Agapit healed the merchant. The latter had promised in public to repay Agapit’s kindness, but the greed seized him. So, the merchant decided to swindle the Saint. Nobody saw what was there in the bags, so the merchant put cheap silver coins into the bags instead of the promised money and added only one golden coin for his conscience’ sake. He was glad he could both recover and save so many valuables owing to his guile. He came to Agapit again with his retinue. Agapit only smiled glancing at his proudly held out bags with money and said: ‘I have not taken pay from anyone, and I won’t take any from you. But you shall keep your word. Come out and give away all this gold to beggars’.

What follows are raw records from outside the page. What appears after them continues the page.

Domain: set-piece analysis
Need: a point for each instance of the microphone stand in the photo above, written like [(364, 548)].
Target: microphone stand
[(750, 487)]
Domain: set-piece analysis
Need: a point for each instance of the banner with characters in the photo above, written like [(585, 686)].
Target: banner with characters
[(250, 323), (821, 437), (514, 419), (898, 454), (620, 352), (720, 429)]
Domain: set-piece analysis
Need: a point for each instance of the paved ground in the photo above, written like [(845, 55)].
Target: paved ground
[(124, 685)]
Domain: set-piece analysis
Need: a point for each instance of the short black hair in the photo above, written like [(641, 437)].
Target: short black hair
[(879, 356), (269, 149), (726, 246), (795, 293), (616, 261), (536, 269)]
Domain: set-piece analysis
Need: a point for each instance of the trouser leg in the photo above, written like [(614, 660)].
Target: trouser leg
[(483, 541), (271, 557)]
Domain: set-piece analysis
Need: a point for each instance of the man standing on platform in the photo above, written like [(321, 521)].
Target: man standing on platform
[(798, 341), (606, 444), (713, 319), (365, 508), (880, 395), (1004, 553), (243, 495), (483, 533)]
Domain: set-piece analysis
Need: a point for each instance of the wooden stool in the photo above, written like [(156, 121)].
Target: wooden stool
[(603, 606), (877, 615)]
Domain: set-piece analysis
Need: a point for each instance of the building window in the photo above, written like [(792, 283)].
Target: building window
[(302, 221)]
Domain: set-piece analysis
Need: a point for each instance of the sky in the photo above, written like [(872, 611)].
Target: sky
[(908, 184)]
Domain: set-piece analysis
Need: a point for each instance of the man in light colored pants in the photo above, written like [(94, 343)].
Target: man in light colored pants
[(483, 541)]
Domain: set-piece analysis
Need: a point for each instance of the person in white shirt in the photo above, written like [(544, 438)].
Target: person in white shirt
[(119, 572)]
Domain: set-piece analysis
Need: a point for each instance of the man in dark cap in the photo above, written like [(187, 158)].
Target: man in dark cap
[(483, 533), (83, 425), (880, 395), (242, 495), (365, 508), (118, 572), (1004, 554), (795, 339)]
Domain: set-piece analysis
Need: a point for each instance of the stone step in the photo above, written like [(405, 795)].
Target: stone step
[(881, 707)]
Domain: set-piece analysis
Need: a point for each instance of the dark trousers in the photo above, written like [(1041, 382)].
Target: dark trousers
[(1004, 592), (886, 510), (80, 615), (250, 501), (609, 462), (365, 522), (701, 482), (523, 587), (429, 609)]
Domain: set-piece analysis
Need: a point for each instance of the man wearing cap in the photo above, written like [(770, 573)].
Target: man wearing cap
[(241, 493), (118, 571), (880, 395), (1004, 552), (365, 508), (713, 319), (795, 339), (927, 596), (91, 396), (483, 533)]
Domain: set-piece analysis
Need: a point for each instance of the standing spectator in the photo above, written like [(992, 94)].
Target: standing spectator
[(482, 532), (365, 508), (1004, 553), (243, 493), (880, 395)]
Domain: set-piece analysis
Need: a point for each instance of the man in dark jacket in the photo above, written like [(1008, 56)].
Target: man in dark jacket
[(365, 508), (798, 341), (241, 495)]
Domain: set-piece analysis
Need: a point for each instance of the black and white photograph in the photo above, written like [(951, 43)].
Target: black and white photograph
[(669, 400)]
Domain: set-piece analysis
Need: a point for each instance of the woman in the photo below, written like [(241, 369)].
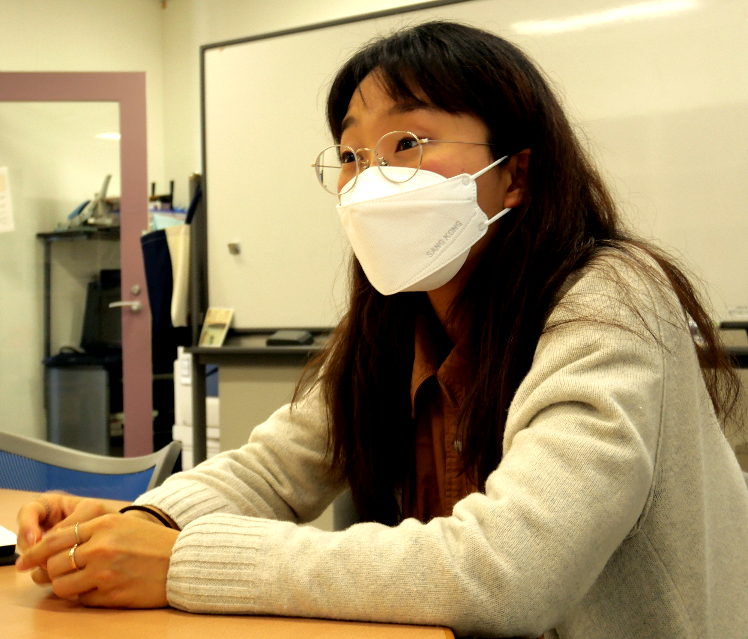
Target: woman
[(530, 434)]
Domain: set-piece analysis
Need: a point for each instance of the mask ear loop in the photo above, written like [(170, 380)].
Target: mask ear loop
[(475, 176)]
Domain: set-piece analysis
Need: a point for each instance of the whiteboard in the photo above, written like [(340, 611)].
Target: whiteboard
[(658, 89)]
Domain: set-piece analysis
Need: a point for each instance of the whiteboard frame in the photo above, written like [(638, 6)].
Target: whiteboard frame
[(204, 49)]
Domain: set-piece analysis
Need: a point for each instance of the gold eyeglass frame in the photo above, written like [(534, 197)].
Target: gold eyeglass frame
[(379, 161)]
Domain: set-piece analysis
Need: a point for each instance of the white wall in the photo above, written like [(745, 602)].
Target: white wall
[(54, 165)]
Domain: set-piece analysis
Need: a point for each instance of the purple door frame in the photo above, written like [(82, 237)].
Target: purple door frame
[(128, 89)]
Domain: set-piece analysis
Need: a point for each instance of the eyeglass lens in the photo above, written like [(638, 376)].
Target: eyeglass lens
[(338, 166)]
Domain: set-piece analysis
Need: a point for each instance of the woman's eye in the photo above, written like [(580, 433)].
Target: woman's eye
[(406, 144), (346, 157)]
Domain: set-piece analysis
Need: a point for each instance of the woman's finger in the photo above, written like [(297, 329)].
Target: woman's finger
[(72, 584), (68, 560), (40, 577), (52, 543), (85, 510), (30, 519)]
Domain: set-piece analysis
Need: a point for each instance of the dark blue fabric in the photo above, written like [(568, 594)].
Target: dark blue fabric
[(21, 473)]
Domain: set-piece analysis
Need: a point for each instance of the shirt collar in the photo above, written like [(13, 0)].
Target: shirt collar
[(454, 372)]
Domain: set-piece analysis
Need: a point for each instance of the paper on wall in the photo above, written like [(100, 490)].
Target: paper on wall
[(6, 210)]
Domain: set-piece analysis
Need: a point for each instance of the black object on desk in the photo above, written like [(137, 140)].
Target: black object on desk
[(738, 354), (290, 338)]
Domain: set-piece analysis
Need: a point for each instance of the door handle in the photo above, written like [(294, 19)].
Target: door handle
[(134, 306)]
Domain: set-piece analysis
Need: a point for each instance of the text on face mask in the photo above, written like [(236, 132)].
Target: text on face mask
[(443, 240)]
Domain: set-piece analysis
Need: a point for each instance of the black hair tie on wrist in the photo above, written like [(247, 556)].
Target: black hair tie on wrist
[(150, 511)]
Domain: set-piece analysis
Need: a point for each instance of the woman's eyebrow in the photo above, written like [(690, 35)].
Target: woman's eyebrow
[(399, 108), (347, 121), (410, 105)]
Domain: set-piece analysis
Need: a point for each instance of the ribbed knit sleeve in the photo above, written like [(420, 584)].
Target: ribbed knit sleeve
[(281, 473)]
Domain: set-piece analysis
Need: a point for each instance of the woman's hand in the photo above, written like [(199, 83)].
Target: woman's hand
[(52, 510), (121, 561)]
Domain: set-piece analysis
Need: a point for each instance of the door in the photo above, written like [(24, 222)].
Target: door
[(127, 89)]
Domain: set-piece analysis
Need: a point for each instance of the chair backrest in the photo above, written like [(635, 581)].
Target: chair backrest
[(35, 465)]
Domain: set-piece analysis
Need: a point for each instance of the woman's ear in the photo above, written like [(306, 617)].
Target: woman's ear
[(518, 167)]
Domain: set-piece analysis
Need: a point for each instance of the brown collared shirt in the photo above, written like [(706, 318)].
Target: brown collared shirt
[(439, 384)]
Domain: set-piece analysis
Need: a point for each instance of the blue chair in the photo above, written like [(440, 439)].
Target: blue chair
[(35, 465)]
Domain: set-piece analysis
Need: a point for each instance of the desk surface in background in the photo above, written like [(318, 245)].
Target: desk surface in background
[(30, 612)]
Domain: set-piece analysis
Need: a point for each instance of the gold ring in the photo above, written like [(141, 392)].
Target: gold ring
[(44, 502), (71, 554)]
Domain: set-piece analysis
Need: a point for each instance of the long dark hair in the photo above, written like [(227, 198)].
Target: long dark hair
[(566, 219)]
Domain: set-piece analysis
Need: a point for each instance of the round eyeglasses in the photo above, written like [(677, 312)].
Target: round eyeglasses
[(338, 166)]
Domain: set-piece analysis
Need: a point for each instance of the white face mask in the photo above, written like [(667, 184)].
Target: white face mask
[(414, 235)]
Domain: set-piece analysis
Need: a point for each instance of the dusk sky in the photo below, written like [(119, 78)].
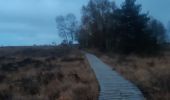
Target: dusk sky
[(28, 22)]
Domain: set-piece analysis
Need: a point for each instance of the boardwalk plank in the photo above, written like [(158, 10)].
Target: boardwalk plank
[(112, 85)]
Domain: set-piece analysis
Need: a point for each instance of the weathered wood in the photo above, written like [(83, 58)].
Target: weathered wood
[(112, 85)]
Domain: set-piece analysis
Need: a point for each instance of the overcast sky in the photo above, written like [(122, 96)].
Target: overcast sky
[(28, 22)]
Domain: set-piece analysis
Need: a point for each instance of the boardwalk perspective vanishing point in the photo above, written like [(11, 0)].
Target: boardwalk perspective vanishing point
[(112, 85)]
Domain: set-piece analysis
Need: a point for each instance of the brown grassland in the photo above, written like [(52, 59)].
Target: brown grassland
[(45, 73), (150, 74)]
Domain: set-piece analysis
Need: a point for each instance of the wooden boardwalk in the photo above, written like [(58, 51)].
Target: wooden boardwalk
[(112, 85)]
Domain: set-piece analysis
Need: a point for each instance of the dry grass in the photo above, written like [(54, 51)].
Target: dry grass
[(46, 76), (150, 74)]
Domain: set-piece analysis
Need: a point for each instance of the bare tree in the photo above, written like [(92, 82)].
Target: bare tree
[(67, 26)]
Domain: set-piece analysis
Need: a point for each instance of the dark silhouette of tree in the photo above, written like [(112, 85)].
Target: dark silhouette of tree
[(124, 30), (159, 31), (95, 22), (67, 27)]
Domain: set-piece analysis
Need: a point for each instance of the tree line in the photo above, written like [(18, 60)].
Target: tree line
[(122, 29)]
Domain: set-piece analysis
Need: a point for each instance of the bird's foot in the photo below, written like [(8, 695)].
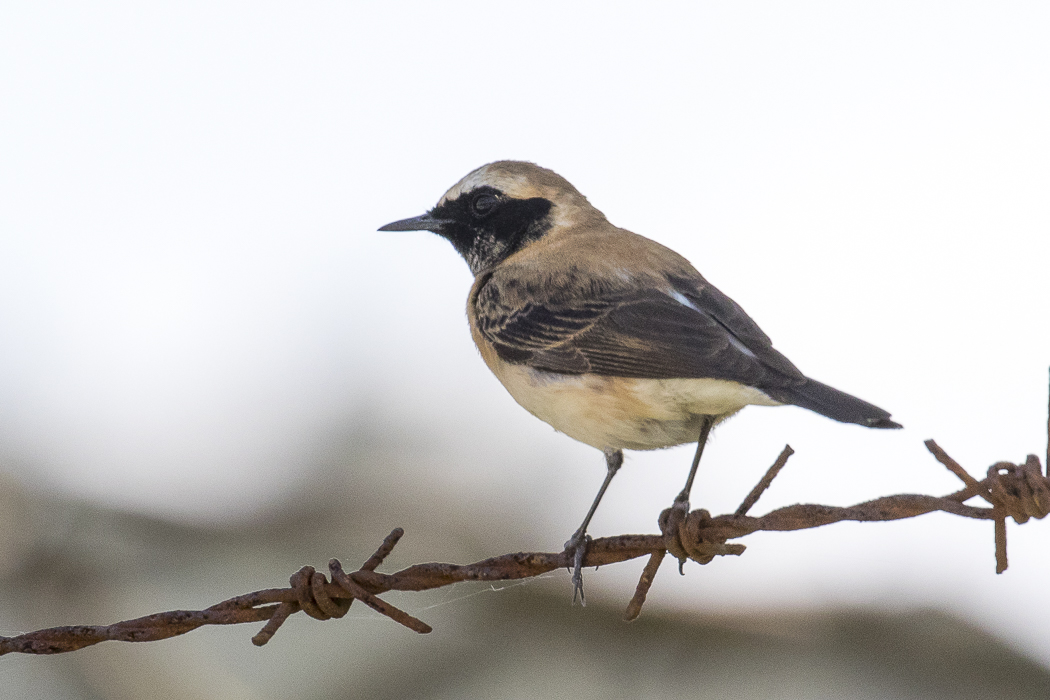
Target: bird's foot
[(576, 546)]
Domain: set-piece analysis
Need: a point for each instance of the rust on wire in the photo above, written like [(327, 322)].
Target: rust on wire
[(1020, 492)]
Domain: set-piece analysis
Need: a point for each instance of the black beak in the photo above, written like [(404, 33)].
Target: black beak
[(424, 223)]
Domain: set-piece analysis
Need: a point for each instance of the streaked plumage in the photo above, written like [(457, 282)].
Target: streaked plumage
[(609, 337)]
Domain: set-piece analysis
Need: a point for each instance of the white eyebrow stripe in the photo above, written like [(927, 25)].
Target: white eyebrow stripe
[(733, 340)]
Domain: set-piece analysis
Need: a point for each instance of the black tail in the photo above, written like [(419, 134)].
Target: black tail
[(837, 405)]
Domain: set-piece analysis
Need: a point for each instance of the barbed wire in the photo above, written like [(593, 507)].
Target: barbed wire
[(1019, 491)]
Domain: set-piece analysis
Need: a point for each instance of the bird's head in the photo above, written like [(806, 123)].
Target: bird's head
[(500, 208)]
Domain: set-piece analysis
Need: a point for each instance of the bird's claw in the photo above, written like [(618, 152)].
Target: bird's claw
[(579, 545)]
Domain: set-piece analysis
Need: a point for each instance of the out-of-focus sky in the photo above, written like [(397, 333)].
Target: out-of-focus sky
[(193, 296)]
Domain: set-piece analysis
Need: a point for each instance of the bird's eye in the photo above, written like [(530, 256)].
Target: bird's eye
[(484, 203)]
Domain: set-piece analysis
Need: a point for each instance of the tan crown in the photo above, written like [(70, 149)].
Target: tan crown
[(524, 181)]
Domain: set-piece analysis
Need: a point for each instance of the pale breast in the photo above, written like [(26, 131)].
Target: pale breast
[(614, 412)]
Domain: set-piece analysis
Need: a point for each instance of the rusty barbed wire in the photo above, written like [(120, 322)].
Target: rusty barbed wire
[(1016, 491)]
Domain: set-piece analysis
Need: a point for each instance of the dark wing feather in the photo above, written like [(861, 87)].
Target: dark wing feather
[(635, 333)]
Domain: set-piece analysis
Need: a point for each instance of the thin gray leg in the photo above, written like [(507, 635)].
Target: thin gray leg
[(578, 543), (683, 497)]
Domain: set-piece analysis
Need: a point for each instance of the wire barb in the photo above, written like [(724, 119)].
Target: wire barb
[(1017, 491)]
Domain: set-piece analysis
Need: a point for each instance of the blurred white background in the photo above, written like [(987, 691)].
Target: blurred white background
[(194, 299)]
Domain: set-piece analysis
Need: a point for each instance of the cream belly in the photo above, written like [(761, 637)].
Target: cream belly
[(615, 412)]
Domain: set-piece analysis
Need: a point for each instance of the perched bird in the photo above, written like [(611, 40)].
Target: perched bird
[(606, 335)]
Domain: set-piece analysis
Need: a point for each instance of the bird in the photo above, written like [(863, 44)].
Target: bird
[(611, 338)]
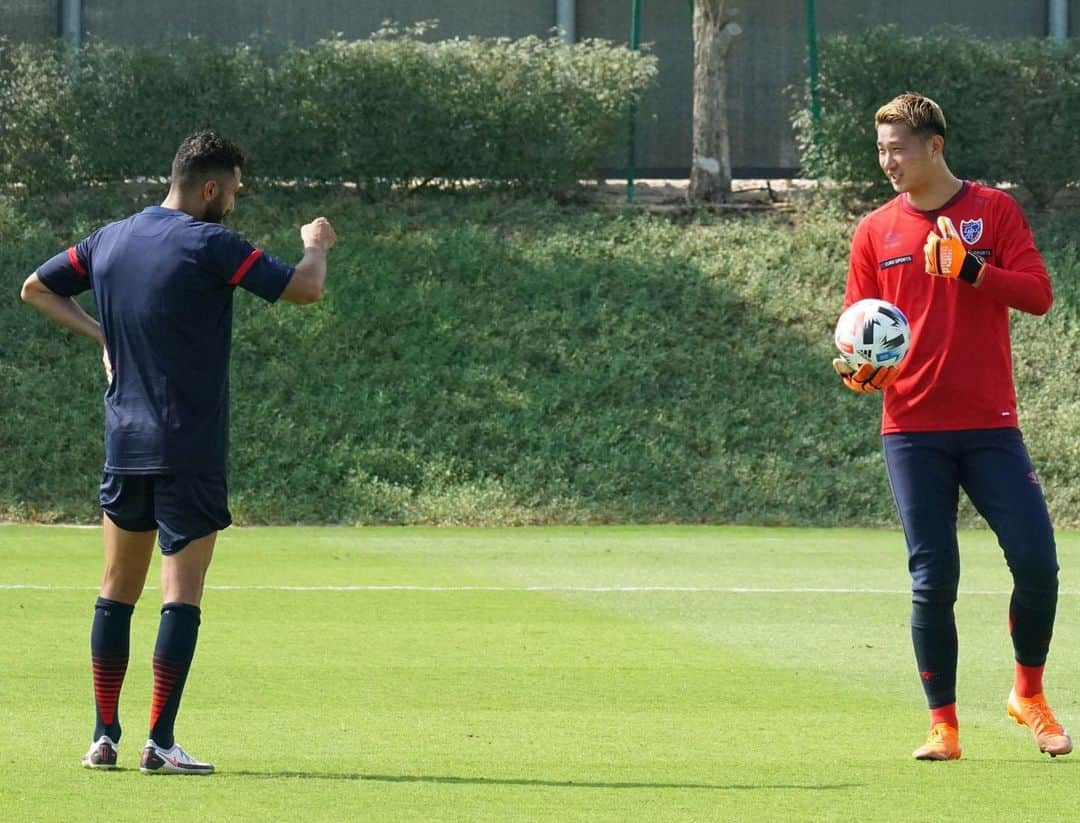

The merchant rejoiced even more and went off, his retinue attending him, to carry out the order of the Saint. But when he opened one of the bags to take the money out, all coins turned out to be golden except for one. “So, the merchant became upset and thought he must have confused the money-bags. But he kept the promise given in front of his retinue. When he came home, however, he was terror-stricken, because all his gold and jewelry had turned into cheap silver coins. And among this pile of odd money he was able to find only one golden coin.” “Huh, it appears that such swindlers existed even in those days,” Volodya uttered in a bass. “There are enough of them at any time,” Sensei said with a sad smile.
“Greed is the favorite vice of the human beasts. Not only among the laity, but, unfortunately, also among monks. Even during Agapit’ time many of the monastic community, where he lived, had more love for gold than for God, and they exploited their monastic rank to swindle money out of simpletons.”